I think my answer to that question is that at least half of the improvement we’ve seen with Miller over the last two seasons is sustainable. He’s not going to hit like an MVP, I don’t believe, but this is a player who always had significant physical upside and seems to have turned a corner over the past eighteen months in terms of getting to that upside and turning it into production. Maybe I’m wrong, but I think Brad Miller is going to be a very, very good hitter over the next few years until age starts to catch up with him.

Finally, the really most important question: if you’re the Cardinals, what do you do about Brad Miller? This is a guy who has been your best hitter — best player period, actually — on a rate basis this season, and he brings a lot of defensive flexibility to the table along with that very impressive bat. The sum of his season is probably going to end up being no more than 200 plate appearances, and what kind of decision can you possibly make about a player in 200 PAs if you weren’t sure what he was from the previous ~2500? Even if we pull in his 130 at-bats in Philadelphia in 2019 and add it to his 2020 track record, we will probably be looking at about half a season’s worth of playing time in which he has been an all-star level player, after being a middling utility infielder for the previous six years.

And yet, we have seen this story before. Not often, of course, but at least enough times to know how the script goes. I invoked Jose Bautista a bit ago, and he is the patron saint of this sort of mid-career breakout. Josh Donaldson was another, under the same regime. We can complete the Blue Jay trifecta with Edwin Encarnacion, who was a marginally better than league average hitter (with dreadful first base defense), in Cincinnati before exploding into a ~150 wRC+ slugging machine after a couple years in Toronto.
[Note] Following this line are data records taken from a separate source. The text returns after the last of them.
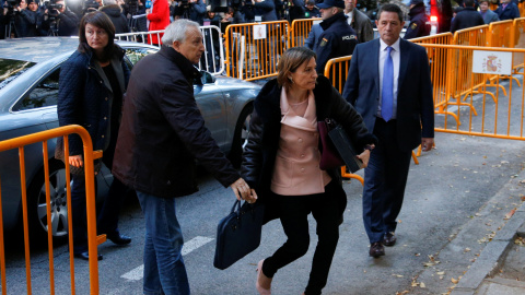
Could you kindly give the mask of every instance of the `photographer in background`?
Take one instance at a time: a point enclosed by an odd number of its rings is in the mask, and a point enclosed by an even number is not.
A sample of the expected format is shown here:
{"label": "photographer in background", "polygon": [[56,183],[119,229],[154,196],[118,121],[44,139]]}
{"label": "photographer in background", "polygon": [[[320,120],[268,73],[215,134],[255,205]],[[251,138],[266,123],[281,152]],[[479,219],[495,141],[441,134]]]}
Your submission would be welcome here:
{"label": "photographer in background", "polygon": [[[160,31],[166,28],[170,24],[170,4],[167,0],[153,0],[153,5],[145,9],[145,17],[148,19],[148,31]],[[148,35],[148,44],[161,45],[161,38],[164,34]]]}
{"label": "photographer in background", "polygon": [[[276,3],[273,0],[252,0],[255,8],[256,22],[272,22],[278,21],[276,14]],[[260,17],[260,20],[258,20]]]}
{"label": "photographer in background", "polygon": [[191,20],[202,25],[202,20],[206,17],[206,3],[202,0],[177,1],[173,14],[178,16],[177,19]]}
{"label": "photographer in background", "polygon": [[65,0],[51,0],[42,26],[51,36],[78,36],[79,24],[79,16],[66,7]]}
{"label": "photographer in background", "polygon": [[305,8],[302,3],[303,0],[290,0],[288,7],[288,17],[289,22],[292,23],[293,20],[305,19]]}
{"label": "photographer in background", "polygon": [[129,33],[128,20],[122,14],[122,8],[117,3],[116,0],[104,0],[104,5],[100,11],[104,12],[112,20],[113,25],[115,26],[116,34]]}
{"label": "photographer in background", "polygon": [[[26,2],[27,1],[27,2]],[[38,22],[38,3],[36,0],[21,0],[15,8],[14,25],[18,38],[37,36],[36,25]]]}

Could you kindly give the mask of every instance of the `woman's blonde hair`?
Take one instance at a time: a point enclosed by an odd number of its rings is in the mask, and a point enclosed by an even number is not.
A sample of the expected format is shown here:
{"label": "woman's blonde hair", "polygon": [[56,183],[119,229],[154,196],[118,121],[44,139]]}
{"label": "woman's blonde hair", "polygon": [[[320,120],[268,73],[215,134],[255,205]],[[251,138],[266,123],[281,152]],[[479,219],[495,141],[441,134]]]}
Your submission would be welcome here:
{"label": "woman's blonde hair", "polygon": [[284,51],[277,66],[277,83],[279,86],[289,88],[293,83],[289,79],[290,73],[295,72],[303,62],[307,62],[312,58],[317,58],[317,56],[306,47],[292,47]]}

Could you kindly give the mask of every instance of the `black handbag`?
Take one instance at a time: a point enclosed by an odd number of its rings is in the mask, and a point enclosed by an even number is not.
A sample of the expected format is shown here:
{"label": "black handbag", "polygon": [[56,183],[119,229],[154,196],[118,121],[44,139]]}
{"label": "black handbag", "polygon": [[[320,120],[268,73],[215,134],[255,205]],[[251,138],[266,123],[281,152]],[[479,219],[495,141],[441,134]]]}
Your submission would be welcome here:
{"label": "black handbag", "polygon": [[232,211],[217,227],[213,267],[225,270],[260,245],[265,206],[236,200]]}
{"label": "black handbag", "polygon": [[[337,157],[342,160],[350,173],[354,173],[363,168],[363,162],[357,157],[358,153],[355,153],[355,149],[351,140],[348,138],[347,132],[340,125],[338,125],[334,119],[327,118],[325,121],[317,122],[317,127],[324,148],[324,150],[320,151],[319,167],[322,169],[326,170],[337,167]],[[325,146],[328,149],[325,149]],[[334,165],[336,166],[334,167]]]}

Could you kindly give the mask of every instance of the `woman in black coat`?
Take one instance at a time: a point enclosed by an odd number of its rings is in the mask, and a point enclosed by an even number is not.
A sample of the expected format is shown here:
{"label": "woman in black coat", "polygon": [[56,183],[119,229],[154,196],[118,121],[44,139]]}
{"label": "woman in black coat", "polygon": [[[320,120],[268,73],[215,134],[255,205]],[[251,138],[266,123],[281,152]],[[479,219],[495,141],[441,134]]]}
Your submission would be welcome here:
{"label": "woman in black coat", "polygon": [[376,139],[363,119],[331,86],[317,76],[315,52],[288,49],[279,60],[278,78],[262,87],[254,103],[242,176],[265,203],[265,221],[279,217],[288,240],[258,263],[257,291],[270,294],[273,274],[306,253],[307,215],[317,222],[318,244],[305,294],[326,285],[347,205],[340,168],[322,170],[317,122],[327,118],[342,126],[366,165]]}
{"label": "woman in black coat", "polygon": [[[60,126],[80,125],[90,132],[93,150],[103,150],[104,164],[110,169],[120,125],[122,96],[129,81],[125,51],[114,44],[115,26],[100,11],[88,13],[80,22],[79,48],[62,64],[58,91],[58,120]],[[57,142],[58,149],[63,143]],[[85,184],[82,140],[69,137],[69,164],[75,168],[71,188],[73,214],[73,251],[84,260],[88,256]],[[97,165],[95,165],[96,167]],[[80,173],[74,173],[79,172]],[[118,232],[118,213],[126,187],[116,178],[109,188],[97,219],[98,234],[117,245],[127,245],[131,238]],[[98,260],[102,256],[98,255]]]}

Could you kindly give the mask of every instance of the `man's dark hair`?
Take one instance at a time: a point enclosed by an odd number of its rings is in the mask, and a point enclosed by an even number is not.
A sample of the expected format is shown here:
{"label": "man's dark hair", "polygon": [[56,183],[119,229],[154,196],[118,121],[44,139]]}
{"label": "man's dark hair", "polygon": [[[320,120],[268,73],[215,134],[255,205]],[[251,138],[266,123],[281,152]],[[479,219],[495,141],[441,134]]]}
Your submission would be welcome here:
{"label": "man's dark hair", "polygon": [[474,0],[464,0],[463,4],[465,4],[466,8],[474,8]]}
{"label": "man's dark hair", "polygon": [[88,39],[85,38],[85,26],[88,24],[92,24],[96,27],[104,30],[107,34],[107,45],[104,48],[104,57],[102,61],[108,61],[113,57],[113,52],[116,49],[115,45],[115,25],[102,11],[93,11],[85,14],[82,20],[80,21],[80,30],[79,30],[79,51],[82,54],[92,51],[91,46],[88,44]]}
{"label": "man's dark hair", "polygon": [[377,20],[381,19],[381,13],[383,13],[383,11],[397,13],[397,15],[399,16],[399,22],[402,23],[402,11],[398,5],[392,3],[383,4],[377,12]]}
Honestly, I don’t have a good answer to the question of what you do with Brad Miller. Right now, he looks like an even better version of Jedd Gyorko, who served a very valuable role with the Cardinals for a couple years after they acquired him from San Diego. And despite the Cards’ desire to sort through the pieces they have in the minors and figure out their team going forward, Miller is just 30 years old, and should have a couple more seasons of being at near peak physical form before he really starts to hit a decline phase. If you could get three or four more years of this Brad Miller, even if he regresses to about the halfway point between who he has been in 2020 and who he was while he wandered in the wilderness of Seattle and, well, half the other organisations in baseball, then I almost think you have to do it if you’re serious about contending in the short to medium term.